Tesla by Mark Lingane, is a creative novel that crosses genre boundaries to create a compelling and engaging read. Steampunk, cyberpunk, dystopian and urban fantasy mingle together in this novel, and as a reader I was impressed by the results. While some elements may be difficult for younger readers to engage in (as we engage more in the Tesla's abilities the 'science talk' gets a little heavy), I think this novel was worth the read and it will be interesting to see what future books hold. 

Described as "Cyberpunk vs. Steampunk", Tesla follows young Seb, who is an orphan who is being hunted by part-human, part-machine monstrosities. The only hope he has is to get to Steam Academy, with the assistance of those he meets along the way including Melanie, an angry dying teenager who is dragged into his adventure. In a world where a new breed of people who can control magnetism exists, and water is a rare resource, even the safety of this school may be in jeopardy. 

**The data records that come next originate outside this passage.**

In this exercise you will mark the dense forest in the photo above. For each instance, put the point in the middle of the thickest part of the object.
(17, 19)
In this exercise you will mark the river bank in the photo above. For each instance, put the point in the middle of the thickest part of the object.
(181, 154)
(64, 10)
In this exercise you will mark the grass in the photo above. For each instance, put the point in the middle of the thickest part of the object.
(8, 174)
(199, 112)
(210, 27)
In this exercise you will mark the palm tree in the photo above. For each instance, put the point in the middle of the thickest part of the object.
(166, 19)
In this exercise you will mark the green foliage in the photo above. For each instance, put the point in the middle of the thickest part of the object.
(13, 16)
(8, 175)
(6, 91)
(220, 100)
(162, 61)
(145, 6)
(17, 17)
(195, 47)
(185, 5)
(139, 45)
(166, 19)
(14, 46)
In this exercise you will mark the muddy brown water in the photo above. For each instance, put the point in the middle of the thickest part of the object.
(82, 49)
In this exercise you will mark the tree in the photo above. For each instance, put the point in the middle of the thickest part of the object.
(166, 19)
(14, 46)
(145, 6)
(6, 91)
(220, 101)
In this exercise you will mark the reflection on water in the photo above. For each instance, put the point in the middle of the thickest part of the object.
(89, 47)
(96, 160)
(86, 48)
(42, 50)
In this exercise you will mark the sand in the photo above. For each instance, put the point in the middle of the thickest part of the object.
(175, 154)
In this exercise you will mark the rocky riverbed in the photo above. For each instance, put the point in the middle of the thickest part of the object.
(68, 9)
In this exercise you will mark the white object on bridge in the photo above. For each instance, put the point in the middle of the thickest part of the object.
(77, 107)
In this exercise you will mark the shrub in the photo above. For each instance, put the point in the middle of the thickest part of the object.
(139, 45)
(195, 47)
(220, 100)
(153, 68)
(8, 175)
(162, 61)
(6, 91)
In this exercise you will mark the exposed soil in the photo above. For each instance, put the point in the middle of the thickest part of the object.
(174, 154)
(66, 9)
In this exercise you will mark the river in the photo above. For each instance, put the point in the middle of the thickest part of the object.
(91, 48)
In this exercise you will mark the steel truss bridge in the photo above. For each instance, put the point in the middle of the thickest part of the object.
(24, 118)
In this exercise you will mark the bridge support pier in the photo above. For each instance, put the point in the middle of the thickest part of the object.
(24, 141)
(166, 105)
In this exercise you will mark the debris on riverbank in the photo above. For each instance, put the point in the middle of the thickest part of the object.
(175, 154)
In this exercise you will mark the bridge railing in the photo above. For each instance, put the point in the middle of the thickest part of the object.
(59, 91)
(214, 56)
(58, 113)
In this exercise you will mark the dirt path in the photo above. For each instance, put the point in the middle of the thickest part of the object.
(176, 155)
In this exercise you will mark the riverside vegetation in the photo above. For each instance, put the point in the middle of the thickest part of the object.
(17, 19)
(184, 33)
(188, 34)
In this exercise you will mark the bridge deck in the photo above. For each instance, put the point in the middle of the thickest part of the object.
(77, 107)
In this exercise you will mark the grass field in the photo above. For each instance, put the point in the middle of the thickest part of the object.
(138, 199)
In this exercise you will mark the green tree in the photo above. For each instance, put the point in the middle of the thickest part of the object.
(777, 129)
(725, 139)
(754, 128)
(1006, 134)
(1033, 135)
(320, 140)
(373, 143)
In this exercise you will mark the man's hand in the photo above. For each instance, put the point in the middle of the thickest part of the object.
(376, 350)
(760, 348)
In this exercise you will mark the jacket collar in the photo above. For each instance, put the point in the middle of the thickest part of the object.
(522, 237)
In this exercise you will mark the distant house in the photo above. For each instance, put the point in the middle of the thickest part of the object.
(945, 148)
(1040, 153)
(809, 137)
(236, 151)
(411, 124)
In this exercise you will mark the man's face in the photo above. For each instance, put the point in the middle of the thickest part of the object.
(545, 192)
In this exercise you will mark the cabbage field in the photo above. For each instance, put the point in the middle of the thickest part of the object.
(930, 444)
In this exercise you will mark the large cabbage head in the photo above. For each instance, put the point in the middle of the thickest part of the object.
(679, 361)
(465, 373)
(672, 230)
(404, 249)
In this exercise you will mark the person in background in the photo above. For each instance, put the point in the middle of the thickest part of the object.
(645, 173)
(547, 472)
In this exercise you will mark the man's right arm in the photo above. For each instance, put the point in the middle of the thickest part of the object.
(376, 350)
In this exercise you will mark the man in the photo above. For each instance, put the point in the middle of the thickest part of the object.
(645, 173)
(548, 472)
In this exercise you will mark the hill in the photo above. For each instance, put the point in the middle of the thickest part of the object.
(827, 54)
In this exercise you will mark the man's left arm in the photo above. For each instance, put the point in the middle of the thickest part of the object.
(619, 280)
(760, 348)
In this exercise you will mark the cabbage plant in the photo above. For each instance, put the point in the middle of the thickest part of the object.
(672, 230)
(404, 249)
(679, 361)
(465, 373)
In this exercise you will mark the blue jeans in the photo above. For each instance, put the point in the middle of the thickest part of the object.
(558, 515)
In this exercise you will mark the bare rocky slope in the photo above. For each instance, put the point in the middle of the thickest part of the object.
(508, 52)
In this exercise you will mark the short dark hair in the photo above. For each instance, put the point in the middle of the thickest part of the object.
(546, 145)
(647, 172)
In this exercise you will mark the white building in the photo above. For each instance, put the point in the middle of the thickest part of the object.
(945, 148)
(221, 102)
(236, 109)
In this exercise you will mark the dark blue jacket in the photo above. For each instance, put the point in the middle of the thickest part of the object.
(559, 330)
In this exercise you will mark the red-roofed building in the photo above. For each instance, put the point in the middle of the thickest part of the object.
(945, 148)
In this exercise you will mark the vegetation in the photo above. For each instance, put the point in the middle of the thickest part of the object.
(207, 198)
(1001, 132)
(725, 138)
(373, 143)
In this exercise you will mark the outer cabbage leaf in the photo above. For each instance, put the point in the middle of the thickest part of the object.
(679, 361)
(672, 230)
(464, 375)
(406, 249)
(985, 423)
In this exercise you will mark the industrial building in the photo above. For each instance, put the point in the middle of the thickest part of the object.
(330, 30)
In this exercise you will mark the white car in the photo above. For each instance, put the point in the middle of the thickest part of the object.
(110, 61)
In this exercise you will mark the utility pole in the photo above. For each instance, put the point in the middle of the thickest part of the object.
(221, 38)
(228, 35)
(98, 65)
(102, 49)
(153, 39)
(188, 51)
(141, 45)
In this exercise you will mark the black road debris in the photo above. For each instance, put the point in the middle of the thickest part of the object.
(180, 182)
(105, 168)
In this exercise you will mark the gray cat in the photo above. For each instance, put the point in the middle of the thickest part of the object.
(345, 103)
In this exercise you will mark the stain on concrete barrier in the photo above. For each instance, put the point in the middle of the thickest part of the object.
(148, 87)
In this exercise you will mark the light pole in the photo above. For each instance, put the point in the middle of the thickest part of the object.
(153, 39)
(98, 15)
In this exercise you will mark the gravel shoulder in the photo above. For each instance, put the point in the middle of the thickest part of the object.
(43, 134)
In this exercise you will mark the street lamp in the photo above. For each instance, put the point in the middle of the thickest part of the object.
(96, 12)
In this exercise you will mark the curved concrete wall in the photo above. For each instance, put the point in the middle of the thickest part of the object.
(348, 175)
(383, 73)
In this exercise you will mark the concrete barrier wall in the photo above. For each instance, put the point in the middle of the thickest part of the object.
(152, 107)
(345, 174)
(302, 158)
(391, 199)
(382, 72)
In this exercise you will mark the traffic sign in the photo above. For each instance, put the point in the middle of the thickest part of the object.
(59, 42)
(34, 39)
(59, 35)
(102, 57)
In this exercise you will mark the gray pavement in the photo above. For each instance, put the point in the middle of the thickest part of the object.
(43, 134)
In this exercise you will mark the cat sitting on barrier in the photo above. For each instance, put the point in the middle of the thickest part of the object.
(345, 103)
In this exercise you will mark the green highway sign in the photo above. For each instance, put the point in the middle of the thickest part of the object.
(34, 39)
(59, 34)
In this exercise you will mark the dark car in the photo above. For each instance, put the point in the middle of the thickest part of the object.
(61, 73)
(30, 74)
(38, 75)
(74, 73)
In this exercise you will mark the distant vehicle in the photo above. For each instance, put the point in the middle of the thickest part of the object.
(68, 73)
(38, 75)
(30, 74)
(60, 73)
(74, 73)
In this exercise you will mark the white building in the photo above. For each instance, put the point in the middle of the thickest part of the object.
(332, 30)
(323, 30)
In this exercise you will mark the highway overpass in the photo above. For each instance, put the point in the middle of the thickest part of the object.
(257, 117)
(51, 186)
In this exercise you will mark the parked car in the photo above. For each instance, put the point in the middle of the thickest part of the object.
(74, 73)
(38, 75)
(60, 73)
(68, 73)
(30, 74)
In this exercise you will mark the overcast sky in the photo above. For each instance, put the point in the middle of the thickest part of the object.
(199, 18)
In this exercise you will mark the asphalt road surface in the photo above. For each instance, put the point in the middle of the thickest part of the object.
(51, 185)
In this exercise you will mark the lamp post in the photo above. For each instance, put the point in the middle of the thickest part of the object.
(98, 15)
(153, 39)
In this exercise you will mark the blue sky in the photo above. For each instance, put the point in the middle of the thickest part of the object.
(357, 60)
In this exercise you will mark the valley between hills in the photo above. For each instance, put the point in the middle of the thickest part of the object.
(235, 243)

In the beginning, I was really drawn into Sebastian's world. While he is a young protagonist (twelve, almost thirteen according to him), the story itself read a bit older which would match the teen audience. Sebastian is curious and courageous, and he takes whatever happens in stride. There are a few times this feels a little too easy for him, but the way Seb was written didn't make me question it much. It felt believable in the end. 

Melanie was a nice addition to the story, although there were times she felt less developed as a character. She seemed so strong at the start, then she was gushing over Gavin and we start to loose her. Isabel felt like two different characters at times, and I wish we saw a bit more transition from the motherly figure we saw to the 'warrior' sort of character near the end. Transitions were a problem in general with this book though, and it was like taking a really nice walk with a rock in your shoe. There is a lot of nice scenery, but that darn rock just keeps jabbing.

While you're reading, Scenes cut off at unexpected places, and the transitions just don't feel smooth for some reason. While the prose is vivid and engaging, scene changes can feel a bit staggering if you aren't prepared for them. There are also some scenes that were just generally confusing. Merv, Marv, Shiela, Sherl...that whole troop felt like it was meant to be a bit too comical and maybe it could have been toned down a bit. The same thing happened when the Oliver Twist "I want some more!" moment pops up later in the book. I'm not sure if it was the location in the story, how it was written, or just my personal taste but I felt confused by those passages. 

The science talk could also be a bit heavy for someone who isn't into that sort of thing. In some ways we drifted into sci-fi with the facts and the actual control of the magnetic fields and such. I didn't mind too much, but I feel it's worth noting in case someone doesn't like that sort of thing. 

Overall, Tesla was a fun adventure, and certainly one of the more creative novels I've read lately.